One of the best ways to do this is by not only welcoming them with excitement and sharing your own enthusiasm, but you can also pack the beginning of your course with great content which provides confidence-building small learning achievements right off the bat.

Give them some interactive content, perhaps having them fill out a survey letting you know more about them personally. Or you might include real-world scenarios which they can go out and complete. It could be a series of success stories from other people in your niche.

#3 Not meeting your students at their starting point

One of my favorite techniques to use when designing content for an online course is the “bridge approach” and it helps me tremendously in creating clear and concise course outlines which aren’t bloated with content and which make a logical and intuitive progression.

So what is the “bridge approach”?

Think of your course as a bridge which will be responsible for a specific journey to be traveled safely, comfortably, and efficiently. Your student is at one end of that bridge and their desired learning outcome is at the other. Their current lack of knowledge on the subject is the ravine below.

Then we ask ourselves…

  • Where did the student come to us from?
  • How far exactly do they want to go and how long should the bridge be?
  • Where should we first start building the main supports for our bridge?
  • Where and how many steps need to connect each support to the next?

When we look at our course this way, we can ask ourselves…

  • What do they already know about this topic so I can pick the right starting point?
  • How do I teach the skills they desire to learn without overwhelming them with unnecessary or complex content?
  • What major learning topics do we need to focus on to achieve the desired learning outcome?
  • How can we break those major learning topics into necessary, digestible, and actionable steps?

I’ve occasionally been guilty of “teaching myself” when creating a course.
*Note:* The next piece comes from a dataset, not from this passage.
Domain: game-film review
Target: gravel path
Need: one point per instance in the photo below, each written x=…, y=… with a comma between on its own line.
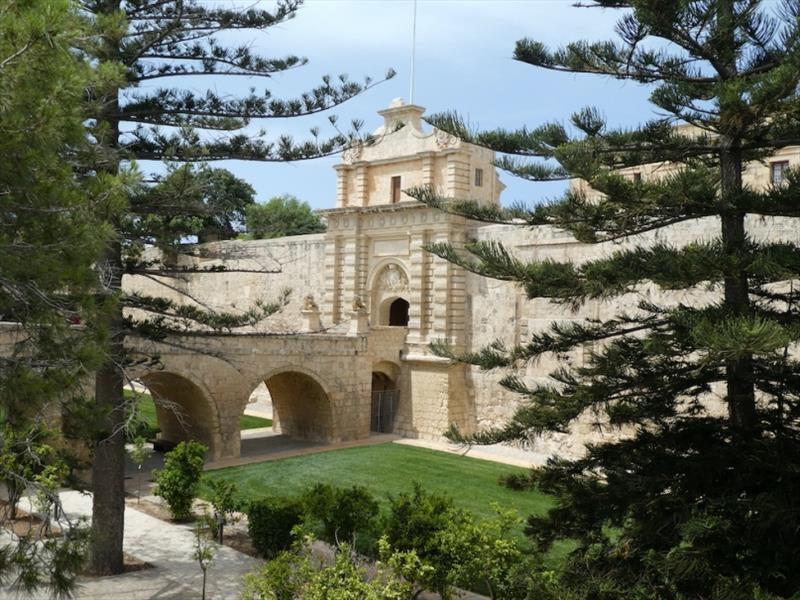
x=166, y=546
Instead of focusing on where students might be coming from with respect to their knowledge of the topic, I made assumptions about what they may already know and started and ended my “bridge” beginning too far for the student to step on and ending past the destination where they hoped to arrive.

While it does take some planning and, again, possibly help from outside, it’s worth the effort.

#4 Not demonstrating real-world application of concepts

At the end of the day, we want our students to use the information they’ve learned in our course. We don’t want to fill lesson upon lesson with background details and theory…

We want our students to take action!

Some topics do require providing quite a bit of rudimentary and foundational information before the student can understand the processes or strategies you’re teaching. After all, you can’t become a chemist for a pharmaceutical company without having learned the periodic table, right?

So when creating your content, try to phrase learning topics in a way that illustrate how they apply to the bigger picture (meaning the desired learning outcome) and why it’s important to talk about these topics along the way.

Better yet, if it fits your niche you can provide exercises throughout your course which help students implement these individual learning steps as they progress.